For the last four years I have volunteered at a foodbank which is run from a local church. It started a good few years before I joined, when somebody knocked on the vicar's door and begged for food, as they had not eaten in three days. The vicar raided his larder and produced some food. A few days later, the same person returned with a few others and the queue grew. Over time, the vicar set up a trust and the foodbank was born. 

It's main aim is to feed the local homeless, jobless, people of no fixed abode and sofa-surfers, but nobody is turned away.  Many feel quite embarrassed to be there in the first place, but you can tell they have no choice. Some are pensioners struggling to survive on a state pension, others have mental health issues, quite a few have lost jobs during the covid pandemic. The foodbank is open for a few hours every Tuesday, Friday and Saturday.

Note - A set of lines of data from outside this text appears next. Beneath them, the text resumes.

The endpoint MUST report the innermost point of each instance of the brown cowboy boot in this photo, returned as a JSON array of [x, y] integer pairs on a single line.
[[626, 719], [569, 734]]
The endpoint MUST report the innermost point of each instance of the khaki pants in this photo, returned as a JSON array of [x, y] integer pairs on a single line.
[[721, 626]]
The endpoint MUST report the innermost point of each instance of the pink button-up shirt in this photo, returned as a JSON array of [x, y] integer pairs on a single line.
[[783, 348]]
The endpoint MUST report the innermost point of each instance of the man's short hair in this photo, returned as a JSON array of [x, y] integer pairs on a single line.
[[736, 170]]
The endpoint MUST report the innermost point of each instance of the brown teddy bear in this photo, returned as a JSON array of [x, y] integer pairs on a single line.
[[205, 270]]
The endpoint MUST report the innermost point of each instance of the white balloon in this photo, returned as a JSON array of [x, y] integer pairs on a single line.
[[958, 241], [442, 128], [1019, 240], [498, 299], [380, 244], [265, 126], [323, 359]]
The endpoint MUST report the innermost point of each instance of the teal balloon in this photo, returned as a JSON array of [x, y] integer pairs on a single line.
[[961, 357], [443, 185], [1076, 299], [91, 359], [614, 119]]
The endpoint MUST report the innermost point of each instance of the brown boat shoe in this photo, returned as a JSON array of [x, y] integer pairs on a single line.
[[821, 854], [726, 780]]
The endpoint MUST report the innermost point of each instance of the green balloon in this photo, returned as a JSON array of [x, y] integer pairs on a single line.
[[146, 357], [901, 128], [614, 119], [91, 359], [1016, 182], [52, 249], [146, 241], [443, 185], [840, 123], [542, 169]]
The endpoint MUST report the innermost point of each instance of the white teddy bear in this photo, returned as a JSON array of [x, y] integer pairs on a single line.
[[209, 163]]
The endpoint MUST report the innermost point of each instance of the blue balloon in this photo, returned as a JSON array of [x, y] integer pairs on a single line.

The vicar, however, recognised that food alone was not the only answer to their problems so has, in addition to the three-weekly food collection days, set up:

  • advocacy to advise and help filling in benefit or housing applications
  • literacy to help with reading, writing and maths
  • clothing to replace torn clothes
  • sewing to repair clothes with more life to give
  • a cooked two-course meal on the Friday sessions 
  • a cafe to have a snack and meet friends on the Tuesday and Saturday sessions
  • a shower and washing machine for those with no fixed abode

I help out handing out food and I am the sole person to do the sewing repairs. I am gradually getting to know many of them and just chatting can help them open up and feel normal, when their life is often chaos and lonely. On the cooked meal day we can serve about 100 people, on the other days at least 40 or 50.

We rely on donations from the general public (both food and money) as well as generous donations from local supermarkets and shops when their goods are getting close to use-by dates. We do not accept fresh meat or fish, but prefer shelf goods such as tins or jars.  One local baker provides end-of-day unsold bread and we do accept eggs. We offer toiletries too and even dog or cat food, as many have pets.

Sadly, over the last few months donations have not been so forthcoming, as  our usual  donors have been hit by rising costs and inflation, so stocks in our container have  started to dwindle. With this in mind, the church held a plant and cake sale yesterday to raise funds for the foodbank. I made 10 slabs of cake (shown in the photo below) and each slab was sold for £4. I helped run the cafe and the local community poured in to buy cakes and hot drinks either to eat on the premises or take away. We didn't stop for two hours serving an endless stream of people. Outside the plants were flying off the stalls too.  By the end of the afternoon, we totted up the total and were thoroughly amazed that we had collected over £1,100. In just two hours! That will buy an awful lot of tins and toiletries to see us over the coming months until the Harvest Festivals in the autumn can swell our stores again. 





02 May 2022

Animal Mad


This picture shows an advertising board outside my local cafe. It made me laugh, but it also reminded me how we as a nation love our pets. You can usually tell someone from the way they treat animals.  I have noticed that, for example, hospitable and lovely as Greek people are, they treat their animals very badly. On my Greek travels over decades, I have never seen so many stray dogs and cats, let alone tethered goats and horses out in the searing midday sun with no shade.  Seeing the awful footage of the war in Ukraine, one thing has been evident. Not only are the poor people fleeing from their homes, but they carry their pets with them. It makes the Ukrainian people's plight even more heart-rending. It could be us.